Maybe her train of thought was for her to be your gym friend? Make you her orbiter? or have the privileged of both of you flirting with one another without any commitment nor s*x? Maybe a more nonchalant approach would have worked. Maybe she would have dropped her boyfriend for you if you played your cards right. Who knows, but in reality, the hit rate of dating medium to low interest girls is really low.
I knew someone that was able to date a gym girl around 2015. It started with smaller comvos, to them playing ping pong with us in the rec room, to him being able to take her out. It did take awhile to get to this stage, and I guess it helped he had a nice BMW, but since the girl was friendly, not cold, and not distant with everyone, anyone with enough game could have bang her.
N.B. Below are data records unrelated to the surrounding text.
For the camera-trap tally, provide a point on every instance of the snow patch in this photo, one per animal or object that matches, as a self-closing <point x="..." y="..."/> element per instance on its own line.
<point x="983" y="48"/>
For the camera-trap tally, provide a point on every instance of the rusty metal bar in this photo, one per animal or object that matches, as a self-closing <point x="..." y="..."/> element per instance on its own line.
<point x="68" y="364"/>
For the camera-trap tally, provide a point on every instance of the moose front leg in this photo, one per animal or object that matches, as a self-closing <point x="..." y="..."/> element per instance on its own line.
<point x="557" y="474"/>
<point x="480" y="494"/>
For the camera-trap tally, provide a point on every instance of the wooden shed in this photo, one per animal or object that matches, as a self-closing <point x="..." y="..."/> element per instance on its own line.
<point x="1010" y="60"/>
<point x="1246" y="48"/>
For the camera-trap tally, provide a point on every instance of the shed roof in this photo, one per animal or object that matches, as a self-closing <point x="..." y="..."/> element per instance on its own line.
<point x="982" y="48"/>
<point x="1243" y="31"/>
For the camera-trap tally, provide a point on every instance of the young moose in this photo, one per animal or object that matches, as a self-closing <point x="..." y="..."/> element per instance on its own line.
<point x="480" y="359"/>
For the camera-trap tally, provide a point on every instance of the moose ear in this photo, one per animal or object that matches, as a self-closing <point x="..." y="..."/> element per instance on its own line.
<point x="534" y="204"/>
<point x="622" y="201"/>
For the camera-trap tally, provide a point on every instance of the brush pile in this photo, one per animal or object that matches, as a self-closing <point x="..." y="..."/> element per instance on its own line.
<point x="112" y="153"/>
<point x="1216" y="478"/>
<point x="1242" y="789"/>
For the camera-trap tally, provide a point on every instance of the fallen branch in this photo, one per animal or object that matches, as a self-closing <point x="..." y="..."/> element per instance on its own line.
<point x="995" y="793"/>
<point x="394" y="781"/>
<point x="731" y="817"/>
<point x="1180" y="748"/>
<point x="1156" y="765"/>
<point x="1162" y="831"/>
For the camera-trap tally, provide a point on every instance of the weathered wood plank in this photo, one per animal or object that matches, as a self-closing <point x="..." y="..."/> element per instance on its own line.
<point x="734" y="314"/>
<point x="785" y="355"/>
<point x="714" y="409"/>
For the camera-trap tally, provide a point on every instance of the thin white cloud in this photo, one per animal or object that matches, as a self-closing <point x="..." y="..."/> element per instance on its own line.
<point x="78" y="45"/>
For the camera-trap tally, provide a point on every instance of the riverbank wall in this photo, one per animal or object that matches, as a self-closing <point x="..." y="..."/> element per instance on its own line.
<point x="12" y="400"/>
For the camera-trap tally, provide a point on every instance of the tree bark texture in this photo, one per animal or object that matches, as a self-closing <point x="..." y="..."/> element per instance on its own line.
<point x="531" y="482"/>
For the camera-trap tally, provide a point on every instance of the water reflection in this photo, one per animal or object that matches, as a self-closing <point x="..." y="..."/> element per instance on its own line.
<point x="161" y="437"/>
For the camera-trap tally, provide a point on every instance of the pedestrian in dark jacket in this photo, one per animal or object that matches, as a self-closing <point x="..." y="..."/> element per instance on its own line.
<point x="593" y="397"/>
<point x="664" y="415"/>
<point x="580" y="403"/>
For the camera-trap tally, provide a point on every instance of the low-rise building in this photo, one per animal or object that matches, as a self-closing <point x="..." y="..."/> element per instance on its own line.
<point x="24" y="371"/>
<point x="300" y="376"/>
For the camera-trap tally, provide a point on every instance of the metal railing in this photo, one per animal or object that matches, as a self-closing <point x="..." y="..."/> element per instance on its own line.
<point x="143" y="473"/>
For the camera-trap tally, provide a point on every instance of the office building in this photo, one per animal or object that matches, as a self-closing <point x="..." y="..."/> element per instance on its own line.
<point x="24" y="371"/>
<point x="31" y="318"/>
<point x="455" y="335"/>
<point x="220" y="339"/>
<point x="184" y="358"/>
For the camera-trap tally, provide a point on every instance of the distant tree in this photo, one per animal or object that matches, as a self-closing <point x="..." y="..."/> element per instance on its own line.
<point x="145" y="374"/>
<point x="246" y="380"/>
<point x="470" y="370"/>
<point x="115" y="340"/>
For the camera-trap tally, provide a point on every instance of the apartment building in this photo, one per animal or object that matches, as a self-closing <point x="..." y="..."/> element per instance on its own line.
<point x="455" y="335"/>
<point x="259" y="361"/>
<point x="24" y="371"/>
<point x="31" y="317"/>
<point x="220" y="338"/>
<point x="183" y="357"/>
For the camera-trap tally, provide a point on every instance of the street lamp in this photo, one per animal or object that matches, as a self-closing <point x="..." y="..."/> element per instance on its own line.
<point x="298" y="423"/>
This one I'm positive was an attention seeker. I mentioned this earlier in the thread, but a couple months after I stopped talking to her this other guy from the gym came over to me and asked me about her, as he had seen us talking before. Anyway, he then said that she did something similar with him. I'm sure that this woman probably behaved in a similar manner with any man that approached her at the gym.
I believe that the gym environment can be a problematic one for both parties if things line up in a strange way, like with my story. It's an environment where most of the people there are familiar strangers, meaning you recognize their faces but you don't really know them. You are highly likely to run into these people repetitively, so there is the possibility of awkwardness for sure.
In my honest opinion, there is nothing wrong with approaching in the gym but there needs to be some clear boundaries. If you approach a woman and she says "I have a boyfriend" and say "Nice to meet you" and go about your day that should be the end of the interaction. There is no further need for interaction at that point and there is nothing awkward about it. However, it becomes awkward when the woman starts behaving in a manner where she is not only encouraging further interaction but actively creating it.
Something else is that many women at the gym are attention seekers. Anyone that goes to the gym knows exactly what I'm talking about,
@SW15 is quite aware of what I was discussing earlier. These women are addicted to attention and the gym environment is the perfect way to gain orbiters. They can reject you but still have you around for attention where they feel comfortable in a non isolated environment.
To sum up what I'm saying, I don't think the gym environment is a great way to meet women and there is a degree of potential for it to backfire on you.